Another point of this theory I agree with is the rich or affluent have the upper hand in society. They have the money, which translates into power, and results in them having a profound advantage over the poor. Money gets you notoriety, political power, and, at times, can buy them justice. Despite the influence of class with money, money does not guarantee class. It simply gives you better opportunities. There are just as many poor people with class, integrity and honesty as the privileged.

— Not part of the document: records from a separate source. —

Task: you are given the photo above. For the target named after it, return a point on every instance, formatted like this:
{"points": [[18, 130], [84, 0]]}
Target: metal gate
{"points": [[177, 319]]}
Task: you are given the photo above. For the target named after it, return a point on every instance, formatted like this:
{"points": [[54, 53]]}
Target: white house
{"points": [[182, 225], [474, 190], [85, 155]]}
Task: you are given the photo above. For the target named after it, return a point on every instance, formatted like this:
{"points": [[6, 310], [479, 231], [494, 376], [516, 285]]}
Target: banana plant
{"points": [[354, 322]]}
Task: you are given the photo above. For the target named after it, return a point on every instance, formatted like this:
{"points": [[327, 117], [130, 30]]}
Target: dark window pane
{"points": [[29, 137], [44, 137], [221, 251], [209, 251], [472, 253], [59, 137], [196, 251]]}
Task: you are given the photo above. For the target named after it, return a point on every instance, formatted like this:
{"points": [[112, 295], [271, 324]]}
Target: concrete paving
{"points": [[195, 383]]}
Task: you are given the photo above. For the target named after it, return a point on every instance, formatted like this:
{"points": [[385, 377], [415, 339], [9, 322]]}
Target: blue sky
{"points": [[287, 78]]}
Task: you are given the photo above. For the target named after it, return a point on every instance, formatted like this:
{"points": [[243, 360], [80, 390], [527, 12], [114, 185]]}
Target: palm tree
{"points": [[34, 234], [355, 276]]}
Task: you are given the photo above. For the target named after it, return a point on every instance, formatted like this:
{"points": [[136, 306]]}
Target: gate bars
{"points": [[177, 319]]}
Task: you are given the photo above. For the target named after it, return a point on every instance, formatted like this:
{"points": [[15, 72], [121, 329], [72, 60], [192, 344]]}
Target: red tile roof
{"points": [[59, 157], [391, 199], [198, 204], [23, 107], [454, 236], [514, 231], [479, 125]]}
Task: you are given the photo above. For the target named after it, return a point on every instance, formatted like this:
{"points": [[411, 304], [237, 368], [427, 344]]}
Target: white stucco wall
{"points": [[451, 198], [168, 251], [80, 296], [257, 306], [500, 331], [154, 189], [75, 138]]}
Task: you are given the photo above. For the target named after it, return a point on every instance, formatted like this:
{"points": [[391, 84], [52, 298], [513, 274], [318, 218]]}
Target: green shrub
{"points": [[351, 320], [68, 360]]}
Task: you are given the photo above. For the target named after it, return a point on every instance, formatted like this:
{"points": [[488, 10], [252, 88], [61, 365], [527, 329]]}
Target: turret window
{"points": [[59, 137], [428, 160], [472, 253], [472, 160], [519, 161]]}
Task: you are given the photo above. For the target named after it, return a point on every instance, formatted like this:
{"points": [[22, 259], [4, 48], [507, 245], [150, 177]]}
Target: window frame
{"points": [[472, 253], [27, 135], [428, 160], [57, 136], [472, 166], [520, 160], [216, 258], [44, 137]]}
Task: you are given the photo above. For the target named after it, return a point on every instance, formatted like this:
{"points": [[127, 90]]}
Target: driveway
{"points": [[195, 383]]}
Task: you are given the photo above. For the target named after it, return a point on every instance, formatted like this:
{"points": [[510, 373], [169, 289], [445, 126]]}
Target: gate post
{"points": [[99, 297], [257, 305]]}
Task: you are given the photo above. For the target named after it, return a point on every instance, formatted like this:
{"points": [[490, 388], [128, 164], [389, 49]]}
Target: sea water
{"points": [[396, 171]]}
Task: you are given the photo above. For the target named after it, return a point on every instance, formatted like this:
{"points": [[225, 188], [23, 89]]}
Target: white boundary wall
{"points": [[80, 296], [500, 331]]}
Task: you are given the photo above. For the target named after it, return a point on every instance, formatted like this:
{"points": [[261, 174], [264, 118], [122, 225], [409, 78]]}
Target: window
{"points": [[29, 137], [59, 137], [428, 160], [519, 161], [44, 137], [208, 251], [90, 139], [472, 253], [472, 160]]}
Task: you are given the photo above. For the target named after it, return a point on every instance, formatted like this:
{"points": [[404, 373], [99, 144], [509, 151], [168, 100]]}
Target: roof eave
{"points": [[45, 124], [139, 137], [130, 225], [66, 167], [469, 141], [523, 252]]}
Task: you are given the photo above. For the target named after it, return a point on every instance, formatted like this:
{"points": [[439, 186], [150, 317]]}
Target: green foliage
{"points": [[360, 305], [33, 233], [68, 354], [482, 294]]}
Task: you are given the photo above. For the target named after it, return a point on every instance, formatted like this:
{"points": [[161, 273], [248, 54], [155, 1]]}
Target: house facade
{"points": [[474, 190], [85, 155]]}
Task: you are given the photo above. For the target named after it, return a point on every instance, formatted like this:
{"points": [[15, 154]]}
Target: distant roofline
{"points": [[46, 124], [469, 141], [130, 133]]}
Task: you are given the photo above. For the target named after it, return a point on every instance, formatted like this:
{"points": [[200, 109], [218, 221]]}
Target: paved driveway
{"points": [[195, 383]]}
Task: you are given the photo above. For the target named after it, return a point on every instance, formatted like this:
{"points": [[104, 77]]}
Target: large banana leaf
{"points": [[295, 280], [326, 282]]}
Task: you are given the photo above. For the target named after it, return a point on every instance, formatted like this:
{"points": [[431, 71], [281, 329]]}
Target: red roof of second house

Because many areas within society are crippled due to the introduction of conflict theory, there are various policy implications that can complement and prevent certain behaviors from occurring. As stated in earlier papers, one common solution to reducing crime and any form of recidivism is the factor of minimum wage. By increasing minimum wage state-wide, more jobs are created and higher opportunities of living are created for the lower and middle class. This would constitute a better standard of living pursuant of the American Dream, but there are issues. Since people are already assumed to be competitive, the works of specific individuals in certain classes, including the upper class, will still create conflict. For example, in the sake of unions, the beginning of unions was to give workers some rights and affordable wages to wear the workers could provide for their families and have sustainable living. Over time, the workers would want more and more until the owners would make costs to their own lives and the workers are no longer in control. The workers’ competitiveness and willpower to ask for more consistently causes instability between the working class (proletariat) and the owners (bourgeoisie).

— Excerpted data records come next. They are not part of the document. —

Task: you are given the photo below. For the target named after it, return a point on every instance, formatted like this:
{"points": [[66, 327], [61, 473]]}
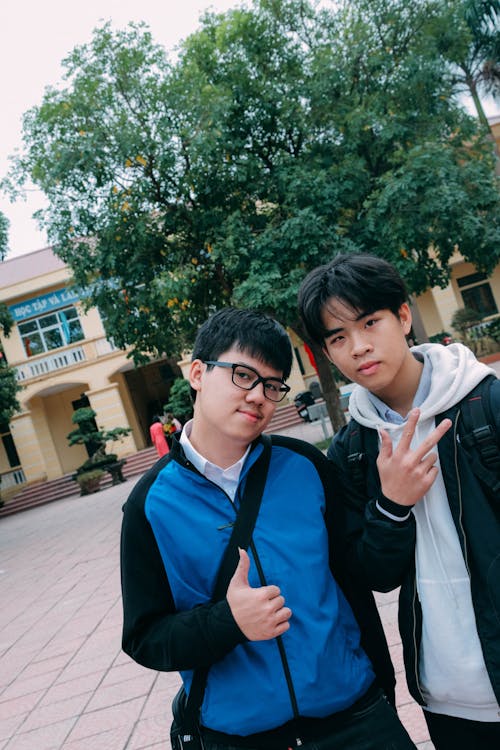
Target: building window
{"points": [[50, 331], [476, 294]]}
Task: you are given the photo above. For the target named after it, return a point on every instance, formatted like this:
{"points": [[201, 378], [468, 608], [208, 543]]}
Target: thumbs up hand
{"points": [[259, 612]]}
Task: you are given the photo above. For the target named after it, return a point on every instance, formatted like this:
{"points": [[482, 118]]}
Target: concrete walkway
{"points": [[64, 682]]}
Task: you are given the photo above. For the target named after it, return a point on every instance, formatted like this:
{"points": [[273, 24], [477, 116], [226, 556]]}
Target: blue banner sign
{"points": [[43, 304]]}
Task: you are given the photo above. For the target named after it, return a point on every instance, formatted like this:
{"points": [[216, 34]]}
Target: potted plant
{"points": [[89, 481], [87, 433]]}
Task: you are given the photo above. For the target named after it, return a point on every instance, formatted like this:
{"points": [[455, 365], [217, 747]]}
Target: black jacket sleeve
{"points": [[380, 550], [154, 633]]}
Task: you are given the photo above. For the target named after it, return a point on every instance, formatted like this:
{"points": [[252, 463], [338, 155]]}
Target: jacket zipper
{"points": [[415, 645], [279, 641], [459, 484], [262, 578]]}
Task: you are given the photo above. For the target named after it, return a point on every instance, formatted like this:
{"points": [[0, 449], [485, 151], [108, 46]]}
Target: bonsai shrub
{"points": [[87, 433], [180, 403], [89, 480]]}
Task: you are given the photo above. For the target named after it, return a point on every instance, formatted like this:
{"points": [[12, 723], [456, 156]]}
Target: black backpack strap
{"points": [[240, 537], [479, 436], [356, 456]]}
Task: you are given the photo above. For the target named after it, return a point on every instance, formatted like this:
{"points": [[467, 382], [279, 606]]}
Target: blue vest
{"points": [[247, 691]]}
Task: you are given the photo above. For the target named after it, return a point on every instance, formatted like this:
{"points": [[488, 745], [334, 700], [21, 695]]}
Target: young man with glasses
{"points": [[295, 651]]}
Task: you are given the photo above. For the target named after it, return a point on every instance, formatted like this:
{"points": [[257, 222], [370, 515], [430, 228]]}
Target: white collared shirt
{"points": [[226, 479]]}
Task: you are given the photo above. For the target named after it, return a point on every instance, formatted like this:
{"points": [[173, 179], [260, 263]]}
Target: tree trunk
{"points": [[327, 381]]}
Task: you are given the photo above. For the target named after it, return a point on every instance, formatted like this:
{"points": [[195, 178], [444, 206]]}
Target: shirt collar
{"points": [[226, 479]]}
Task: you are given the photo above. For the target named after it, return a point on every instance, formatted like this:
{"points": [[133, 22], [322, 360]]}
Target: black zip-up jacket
{"points": [[382, 551]]}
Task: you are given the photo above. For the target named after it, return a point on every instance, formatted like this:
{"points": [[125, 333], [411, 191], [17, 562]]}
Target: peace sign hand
{"points": [[405, 474]]}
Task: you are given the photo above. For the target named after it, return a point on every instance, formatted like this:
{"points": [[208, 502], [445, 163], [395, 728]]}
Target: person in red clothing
{"points": [[158, 437]]}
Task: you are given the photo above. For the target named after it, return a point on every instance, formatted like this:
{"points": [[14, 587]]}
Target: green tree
{"points": [[473, 52], [282, 134], [8, 384]]}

There has been speculation to whether increasing wages would help, but inflation would result for standards of living because competition will exist through dominance and control. However, what if wages were made a set limit regardless of education or status, and set based on employment. One person is paid ten dollars an hour as a cashier for McDonalds while another person is paid 30 dollars an hour as a police officer to ensure the protection of the communities he is sworn to protect and serve. Competition with wages will still occur as well as conflict due to the bias of employment and stereotypical bias. Therefore, wages changing isn’t beneficial to society, but it assists those as a readily available solution to react quickly and only in the moment to assist.

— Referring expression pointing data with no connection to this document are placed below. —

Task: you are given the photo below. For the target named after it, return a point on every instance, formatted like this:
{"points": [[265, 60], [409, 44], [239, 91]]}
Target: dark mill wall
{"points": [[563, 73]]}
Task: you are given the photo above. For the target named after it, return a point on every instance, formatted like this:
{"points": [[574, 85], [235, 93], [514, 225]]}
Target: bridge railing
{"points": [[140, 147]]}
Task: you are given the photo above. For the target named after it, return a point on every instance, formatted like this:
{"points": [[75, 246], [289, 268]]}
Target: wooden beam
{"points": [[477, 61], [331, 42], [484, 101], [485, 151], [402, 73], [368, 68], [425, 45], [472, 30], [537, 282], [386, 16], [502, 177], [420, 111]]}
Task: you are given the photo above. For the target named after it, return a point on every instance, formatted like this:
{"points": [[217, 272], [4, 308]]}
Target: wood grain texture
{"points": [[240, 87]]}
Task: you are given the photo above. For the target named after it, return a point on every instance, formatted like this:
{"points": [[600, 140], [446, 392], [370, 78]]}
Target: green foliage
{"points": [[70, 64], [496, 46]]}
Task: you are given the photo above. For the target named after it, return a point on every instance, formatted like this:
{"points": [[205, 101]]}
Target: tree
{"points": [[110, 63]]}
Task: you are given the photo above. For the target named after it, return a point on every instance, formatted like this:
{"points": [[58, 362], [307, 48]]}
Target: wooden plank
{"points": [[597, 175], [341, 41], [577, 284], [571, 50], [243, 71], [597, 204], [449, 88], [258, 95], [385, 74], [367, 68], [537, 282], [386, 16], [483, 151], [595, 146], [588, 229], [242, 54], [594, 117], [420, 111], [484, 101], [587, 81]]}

At the same effect, another possible solution towards conflict theory in society is providing free education for all citizens, regardless of economic status. In Germany today, all colleges have been made free for tuition, which may lead most American citizens who have usable visas and are seeking further education to head overseas for an easily affordable education (Salles, 2014). Because of this drastic change in policy, the United States could implement this, but the system of government seems too controlling towards the middle and lower class to let anything happen to their puppets in the masquerade of life they ordain and manipulative for the upper class to gain. Since most students attending colleges in the United States are toppling with debt due to high tuition rates, it seems more reasonable for governments to be conflict with one another based on public policy, but the individuals are given better opportunities between the two as a means for a higher standard of living.
Salles, J.M. (2014). “This Country Just Abolished College Tuition Fees.” Thinkprogress.org.
Retrieved from http://thinkprogress.org/education/2014/10/01/3574551/germany-free-college-tuition/
Williams III, F.P. & McShane, M.D. (2014). Criminological Theory (6th Ed.).
Upper Saddle River: Pearson/Prentice Hall.